The advances in monitoring our property are incredible. With improvements in today’s trail cameras, knowing exactly which animals are on our property and patterning them is much easier. Programs such as DeerLab and HuntForce can even help us find patterns like which wind direction a particular buck favors to show up to a specific food plot. 

infrared deer
With an infrared camera or scope, wildlife can no longer use
Mother Nature’s camouflage. Brush, clutter or even the
dark of night are no match for the FLIR technology. 

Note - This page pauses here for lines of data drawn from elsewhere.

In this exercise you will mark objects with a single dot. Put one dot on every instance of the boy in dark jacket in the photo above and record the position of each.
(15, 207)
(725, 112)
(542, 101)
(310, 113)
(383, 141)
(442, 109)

Is having too many trail cameras taking away the aspect of fair chase out of hunting? If someone had one wireless trail camera up in a 60-acre wood lot I would see no problem with that. But, what if they have fifteen or twenty and are stalking the woods waiting for the next picture of a buck to be sent to their phone and their intent is to act on it? Would ten cameras be ok? Would five? 

I believe that all of these hunting gadgets have taken away the need for hunters to hone their woodsmanship skills. Young hunters are set on buying the next product that will make them successful instead of learning to read tracks and sign. If there are two hunters and one has all the new technology, but the other is a seasoned woodsman with a well-developed hunter’s savvy – my money is on the veteran hunter. 

There are lots of different ways big buck hunters can be successful. The guy that intensively manages 20 acres on an urban east coast property and the guy that spot and stalks a 10,000 acre ranch in Oklahoma have the same end goal in mind. Using all this technology may just be another method to get the goal accomplished, but I believe too much technology can cross ethical boundaries and take the joy from matching wits with our quarry. 

I fully support new inventions and improvements in our hunting products that make us better hunters and particularly those that make us superior land managers. But, please take a moment before you purchase your next hunting gadget and consider where you will draw the line.